I've given a few retellings a try and I seem to feel consistently rather bored by them and irritated to be reading the same story I've seen done too many times (mostly coming from movies). But with this version retelling of Snow White, I was intrigued by the dragon race of people known as Draconi, which added a nice spin to the story. This race of people are able to shift between human form and dragon form. There's also magic wielders known as Mardushka. Add in a wicked queen, ogres, princes and princesses, and you've got yourself a fairy tale.
I did have a big annoyance with the names of people and places. Could they have been more difficult to figure out how to pronounce?! I get bogged down big time by these kind of (typically irrelevant) details in a story.
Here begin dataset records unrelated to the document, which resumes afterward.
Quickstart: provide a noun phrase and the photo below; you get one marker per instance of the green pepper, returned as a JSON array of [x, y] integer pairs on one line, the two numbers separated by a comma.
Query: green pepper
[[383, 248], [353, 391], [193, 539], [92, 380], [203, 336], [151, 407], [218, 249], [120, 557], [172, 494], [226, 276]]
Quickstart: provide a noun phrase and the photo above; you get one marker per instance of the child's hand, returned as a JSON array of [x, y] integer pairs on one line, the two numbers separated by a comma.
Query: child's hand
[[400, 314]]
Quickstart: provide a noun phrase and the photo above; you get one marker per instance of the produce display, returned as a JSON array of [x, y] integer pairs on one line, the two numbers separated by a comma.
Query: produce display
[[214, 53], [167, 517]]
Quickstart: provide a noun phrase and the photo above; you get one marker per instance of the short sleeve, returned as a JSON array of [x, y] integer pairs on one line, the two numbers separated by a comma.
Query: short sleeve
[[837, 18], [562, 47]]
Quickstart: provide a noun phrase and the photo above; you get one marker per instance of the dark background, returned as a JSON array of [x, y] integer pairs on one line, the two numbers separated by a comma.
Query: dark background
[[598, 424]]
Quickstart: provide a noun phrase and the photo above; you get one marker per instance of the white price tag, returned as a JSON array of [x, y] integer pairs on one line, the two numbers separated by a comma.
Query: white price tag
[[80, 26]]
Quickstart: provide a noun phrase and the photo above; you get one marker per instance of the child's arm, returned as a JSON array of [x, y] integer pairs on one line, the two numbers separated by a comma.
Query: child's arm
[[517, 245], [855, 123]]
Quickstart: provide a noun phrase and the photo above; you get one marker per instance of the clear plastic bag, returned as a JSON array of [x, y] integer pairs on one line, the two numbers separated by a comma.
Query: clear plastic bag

Thankfully the main characters all had much shorter nicknames which were normal and easily pronounced. However, it's a pet peeve I can't overlook.
The magic wielders of the story use the "heart" or "essence" of a living thing to channel their power through. This makes sense to me when it comes to living things such as people, animals, even plants and okay, I'll give them water too. But then when other inanimate objects are described as having a heart - like a wooden bridge or a concrete wall....eh, nope, you lost me.
I wasn't blown away by the story but that's likely due to feeling like I was too familiar with the plot and story line. I did like it though. I enjoyed the connection between Kol and Lorelai. To be a series, this book wrapped up quite nicely with a bow. So I'm not really sure where the author plans to take the next book.
Readers who enjoy fairy tale retellings will enjoy this story.
"You don't go into battle because you're sure of victory," Gabril said. "You go into battle because it's the right thing to do."
"She just saved our lives. Stop looking at her like she's next in the try-Trugg-on-for-size club."
"Bloodlines and birthrights don't make someone worth following. Neither does the appearance of power. I follow you because you have the courage of a true warrior."
"The boy is trapped with his dragon heart, unable to speak, and is determined to kill you, and still he manages to turn on the charm."